– Смысл? Ну, потом ты вернешься к правильной аппликатуре и обнаружишь, что играешь ее вдвое лучше, чем раньше. В этом и есть вся суть трюка.
– Он работает? – спросила я.
– Конечно. Все трюки Бузони работают.
Я решительно вырвала издание из его стиснутых пальцев.
– Да, да. Понимаю. О, почему вы сразу не сказали, чего от меня хотите? Разумеется, это сработает, это будет весело. Я буду чувствовать себя как Лист, играющий Концерт си-бемоль Бетховена, когда он не мог использовать безымянный палец.
– Нечего сказать, скромное сравнение, – проворчал наставник, медленно следуя за мной к фортепиано.
– А Соната ля мажор точно для этого подходит? – радостно спросила я.
– Не хуже других.
Через полстраницы я наткнулась на ужасную часть аппликатуры, исполнила ее, развернулась на табурете к мистеру Харперу и рассмеялась:
– Как этот обезьянорукий гений до такого додумался?
– Понятия не имею, – рассеянно ответил он.
Я раскачивалась на табурете из стороны в сторону, раздраженная тем, что несколько минут назад, когда плакала и бунтовала, я ему очень нравилась, а теперь, хотя делала то, чего он от меня хотел, нравилась ему гораздо меньше. Я не могла понять, почему мистер Харпер так мрачно сказал:
– Тебе нравится этот трюк, не так ли? К следующей неделе ты окончательно его одолеешь. Будешь пробираться через эту швейцарскую книжицу час за часом, пока не вылезешь по другую сторону, как собака, прыгнувшая в реку за палкой, и добьешься мастерства, к которому стремилась. И это будет правильно. Ты должна это сделать. Дело не в том, что ты, что называется, честолюбива. Я не вижу, чтобы ты планировала кампанию, чтобы подцепить сэра Генри Вуда[57], или подлизывалась к критикам. И все-таки ты не будешь счастлива, если не станешь лучшей. Как ни странно, чтобы быть посредственностью, нужно много сил, много выдержки. Что я говорю? Звучит так, будто я считаю, что лучше играть плохо, чем хорошо. Но что бы я подразумевал под «лучше», если бы и впрямь так считал?

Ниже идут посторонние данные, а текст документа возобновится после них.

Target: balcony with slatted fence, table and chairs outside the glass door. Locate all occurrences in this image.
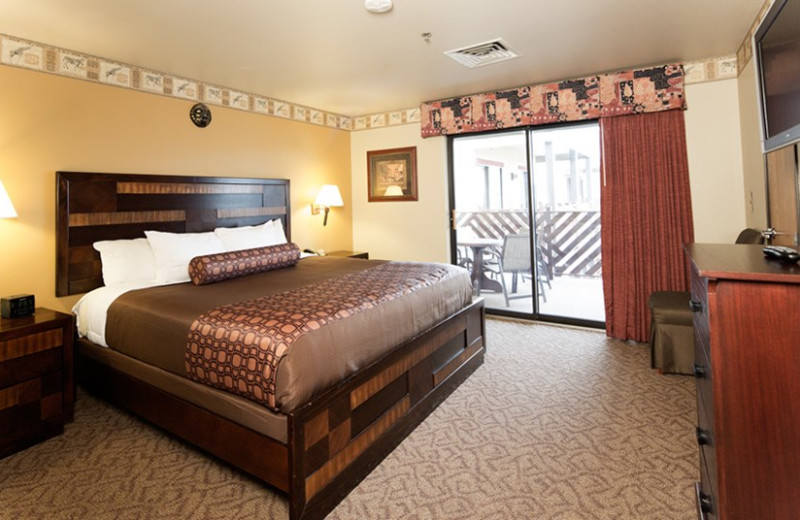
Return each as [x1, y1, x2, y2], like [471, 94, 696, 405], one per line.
[455, 210, 605, 322]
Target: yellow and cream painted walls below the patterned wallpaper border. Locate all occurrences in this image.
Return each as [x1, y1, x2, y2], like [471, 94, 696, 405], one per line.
[0, 65, 765, 310]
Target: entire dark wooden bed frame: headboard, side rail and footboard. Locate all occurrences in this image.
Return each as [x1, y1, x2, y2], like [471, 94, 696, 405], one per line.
[56, 172, 485, 520]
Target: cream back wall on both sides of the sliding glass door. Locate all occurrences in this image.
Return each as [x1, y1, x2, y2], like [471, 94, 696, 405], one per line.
[351, 80, 745, 262]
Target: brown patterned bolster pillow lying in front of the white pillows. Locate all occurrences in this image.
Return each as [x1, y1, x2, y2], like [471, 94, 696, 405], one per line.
[189, 243, 300, 285]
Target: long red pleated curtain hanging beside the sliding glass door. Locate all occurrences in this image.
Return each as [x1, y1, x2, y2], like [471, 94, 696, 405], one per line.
[600, 110, 694, 341]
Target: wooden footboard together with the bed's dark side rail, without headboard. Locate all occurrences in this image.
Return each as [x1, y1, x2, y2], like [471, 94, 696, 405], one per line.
[78, 300, 485, 520]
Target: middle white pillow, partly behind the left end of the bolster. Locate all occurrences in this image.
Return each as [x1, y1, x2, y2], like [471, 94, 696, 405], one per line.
[144, 231, 225, 283]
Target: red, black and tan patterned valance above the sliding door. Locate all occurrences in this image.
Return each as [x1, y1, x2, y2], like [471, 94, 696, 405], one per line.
[420, 64, 686, 137]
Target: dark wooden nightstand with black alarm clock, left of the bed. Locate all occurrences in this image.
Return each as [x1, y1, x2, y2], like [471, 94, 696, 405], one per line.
[0, 307, 75, 457]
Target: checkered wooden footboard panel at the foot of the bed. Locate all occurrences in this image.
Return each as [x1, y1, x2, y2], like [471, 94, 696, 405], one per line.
[290, 300, 485, 520]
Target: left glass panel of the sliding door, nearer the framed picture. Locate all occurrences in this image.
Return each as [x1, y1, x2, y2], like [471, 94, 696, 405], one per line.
[451, 130, 534, 314]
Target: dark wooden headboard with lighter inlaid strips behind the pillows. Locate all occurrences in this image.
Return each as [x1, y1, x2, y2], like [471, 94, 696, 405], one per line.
[56, 172, 291, 296]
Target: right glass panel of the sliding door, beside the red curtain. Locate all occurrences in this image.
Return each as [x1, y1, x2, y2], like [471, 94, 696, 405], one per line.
[530, 123, 605, 323]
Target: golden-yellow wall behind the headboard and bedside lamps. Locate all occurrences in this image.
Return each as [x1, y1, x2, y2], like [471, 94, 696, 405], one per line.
[0, 66, 353, 310]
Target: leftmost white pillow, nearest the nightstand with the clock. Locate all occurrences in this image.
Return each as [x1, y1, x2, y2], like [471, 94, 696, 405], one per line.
[92, 238, 156, 286]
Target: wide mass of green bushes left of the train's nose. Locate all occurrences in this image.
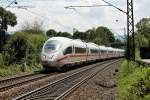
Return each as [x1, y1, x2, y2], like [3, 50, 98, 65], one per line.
[3, 33, 47, 65]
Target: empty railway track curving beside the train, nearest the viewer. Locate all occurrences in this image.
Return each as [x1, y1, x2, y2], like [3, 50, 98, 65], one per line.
[14, 60, 119, 100]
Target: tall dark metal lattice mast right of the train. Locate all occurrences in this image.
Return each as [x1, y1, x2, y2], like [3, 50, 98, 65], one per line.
[127, 0, 135, 60]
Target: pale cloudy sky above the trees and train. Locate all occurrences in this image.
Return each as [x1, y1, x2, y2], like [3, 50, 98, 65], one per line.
[0, 0, 150, 34]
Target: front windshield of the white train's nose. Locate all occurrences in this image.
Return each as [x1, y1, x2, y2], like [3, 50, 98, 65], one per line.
[44, 40, 59, 52]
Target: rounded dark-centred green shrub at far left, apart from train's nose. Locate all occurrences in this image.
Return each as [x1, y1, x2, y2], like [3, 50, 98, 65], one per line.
[3, 33, 34, 65]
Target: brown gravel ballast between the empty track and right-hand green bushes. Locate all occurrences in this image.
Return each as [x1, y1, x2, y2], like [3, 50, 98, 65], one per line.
[66, 60, 119, 100]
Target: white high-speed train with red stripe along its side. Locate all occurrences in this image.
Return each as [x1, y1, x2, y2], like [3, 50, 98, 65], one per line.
[41, 37, 124, 68]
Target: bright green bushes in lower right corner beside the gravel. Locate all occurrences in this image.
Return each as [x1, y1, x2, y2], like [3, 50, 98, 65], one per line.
[118, 61, 150, 100]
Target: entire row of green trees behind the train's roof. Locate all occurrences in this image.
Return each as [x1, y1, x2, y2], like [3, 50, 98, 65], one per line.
[46, 26, 115, 46]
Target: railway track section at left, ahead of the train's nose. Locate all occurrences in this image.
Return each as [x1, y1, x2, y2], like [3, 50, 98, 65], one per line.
[0, 74, 56, 92]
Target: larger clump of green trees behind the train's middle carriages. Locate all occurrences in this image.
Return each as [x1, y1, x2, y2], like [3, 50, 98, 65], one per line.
[73, 26, 115, 46]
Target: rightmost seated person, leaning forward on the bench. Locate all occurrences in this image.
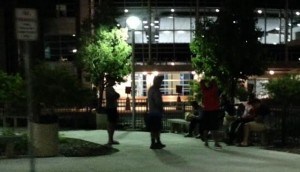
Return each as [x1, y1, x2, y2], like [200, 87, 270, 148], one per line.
[240, 100, 270, 146]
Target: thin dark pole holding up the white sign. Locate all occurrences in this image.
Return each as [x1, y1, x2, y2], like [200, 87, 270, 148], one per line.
[24, 41, 35, 172]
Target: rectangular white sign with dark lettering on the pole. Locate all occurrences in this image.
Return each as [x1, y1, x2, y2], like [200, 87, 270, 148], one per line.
[15, 8, 38, 41]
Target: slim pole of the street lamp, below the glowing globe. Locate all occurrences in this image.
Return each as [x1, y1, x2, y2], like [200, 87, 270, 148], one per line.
[131, 29, 136, 129]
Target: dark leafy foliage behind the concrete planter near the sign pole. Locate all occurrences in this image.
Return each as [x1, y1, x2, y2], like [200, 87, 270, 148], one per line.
[32, 64, 92, 108]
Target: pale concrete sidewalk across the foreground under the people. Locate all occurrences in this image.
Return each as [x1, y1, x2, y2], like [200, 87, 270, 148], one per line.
[0, 130, 300, 172]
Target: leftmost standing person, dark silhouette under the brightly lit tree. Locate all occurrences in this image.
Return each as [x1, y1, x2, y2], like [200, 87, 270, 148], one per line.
[105, 78, 120, 146]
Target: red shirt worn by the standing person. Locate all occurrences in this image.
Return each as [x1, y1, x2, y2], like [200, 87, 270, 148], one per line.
[200, 82, 220, 111]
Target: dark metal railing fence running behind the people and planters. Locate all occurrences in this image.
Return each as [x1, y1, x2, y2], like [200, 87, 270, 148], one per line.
[0, 99, 300, 146]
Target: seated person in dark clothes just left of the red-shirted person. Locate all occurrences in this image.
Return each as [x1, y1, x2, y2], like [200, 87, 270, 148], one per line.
[184, 101, 203, 138]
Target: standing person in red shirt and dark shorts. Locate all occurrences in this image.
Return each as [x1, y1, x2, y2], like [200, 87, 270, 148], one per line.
[200, 79, 221, 148]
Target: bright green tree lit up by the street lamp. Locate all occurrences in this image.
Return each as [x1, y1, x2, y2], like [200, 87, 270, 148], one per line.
[77, 26, 132, 108]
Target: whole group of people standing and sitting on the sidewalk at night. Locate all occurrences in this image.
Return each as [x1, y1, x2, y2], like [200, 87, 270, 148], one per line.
[102, 75, 269, 149]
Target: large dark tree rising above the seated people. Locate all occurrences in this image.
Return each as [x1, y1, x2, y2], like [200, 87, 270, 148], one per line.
[190, 0, 266, 99]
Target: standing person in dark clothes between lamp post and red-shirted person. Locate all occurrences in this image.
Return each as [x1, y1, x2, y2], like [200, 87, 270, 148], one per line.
[148, 75, 166, 149]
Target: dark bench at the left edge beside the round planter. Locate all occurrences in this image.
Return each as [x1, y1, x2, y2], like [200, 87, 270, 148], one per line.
[0, 136, 21, 158]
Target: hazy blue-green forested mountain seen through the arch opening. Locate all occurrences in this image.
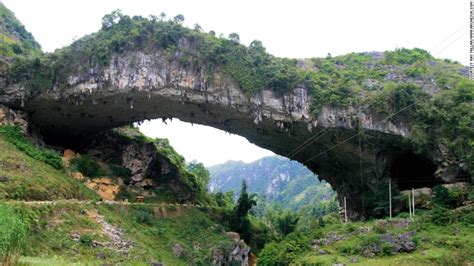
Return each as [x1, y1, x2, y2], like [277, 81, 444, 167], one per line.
[208, 156, 335, 211]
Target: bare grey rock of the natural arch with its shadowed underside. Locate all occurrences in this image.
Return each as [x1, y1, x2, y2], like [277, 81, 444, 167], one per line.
[0, 42, 468, 218]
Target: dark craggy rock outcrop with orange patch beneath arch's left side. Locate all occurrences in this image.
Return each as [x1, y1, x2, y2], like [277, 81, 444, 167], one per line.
[78, 128, 197, 202]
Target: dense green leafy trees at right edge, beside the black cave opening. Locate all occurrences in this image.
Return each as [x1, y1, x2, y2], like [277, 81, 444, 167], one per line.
[411, 78, 474, 177]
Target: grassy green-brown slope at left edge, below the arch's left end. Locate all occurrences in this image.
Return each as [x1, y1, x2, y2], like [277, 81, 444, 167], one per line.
[0, 126, 97, 200]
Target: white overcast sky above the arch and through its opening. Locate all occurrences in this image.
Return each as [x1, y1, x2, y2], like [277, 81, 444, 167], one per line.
[0, 0, 469, 166]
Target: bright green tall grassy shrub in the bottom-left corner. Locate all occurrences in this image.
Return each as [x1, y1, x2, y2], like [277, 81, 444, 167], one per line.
[0, 205, 30, 265]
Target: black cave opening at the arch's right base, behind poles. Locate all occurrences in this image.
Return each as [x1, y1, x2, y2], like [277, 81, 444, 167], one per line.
[391, 153, 438, 190]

Я удержалась от того, чтобы снова начать играть, потому что он, казалось, сражался с каким-то сильным чувством, но мне хотелось, чтобы наставник сосредоточился на уроке. Вскоре он сам это понял, повернулся к окну, у которого мы только что стояли, отмахнулся от зимнего солнца и дерева, которое стало золотым, со словами: «Прекрасный день или нет» – и снова стал мне полезен.
Я вернулась в свою тюремную камеру, и мой каторжный труд стал тяжелее, чем когда-либо прежде. Отныне я вступала в борьбу с каждой композицией, которую разучивала, и борьба эта была гораздо ниже уровня искусств, которыми можно наслаждаться, и даже ниже уровня человеческой деятельности; это была животная война, подобная битве мангуста со змеей. Прежде чем исполнить композицию, то есть сыграть ее так, чтобы кто-то мог получить от звучания хоть какое-то удовольствие, я продиралась через нее вновь и вновь, фраза за фразой, напевая каждую в том темпе, в котором намеревалась сыграть, потом играла ее, потом напевала следующую и так далее; я тарабанила все пассажи, даже те, которые должны играться масляным легато, самым отрывистым стаккато, чтобы укрепить руку; я репетировала скелет композиции одними большими пальцами, затем каждым из остальных четырех, и я репетировала ее октавами. Играла медленно, менее медленно, быстро и очень быстро, выбирала темп, который давался мне сложнее всего, и повторяла снова и снова, пока он не становился легким. Особенно неподатливые пассажи я играла во всех двенадцати тональностях; я передвигала табурет и играла партию правой руки левой, снова передвигала табурет и играла партию левой руки правой. С помощью этого и других приемов я разбивала композицию до такой степени, что ее ноты имели не больше отношения к искусству, чем удары, которыми боксеры осыпают грушу; а затем мне приходилось заново собирать из них произведение искусства.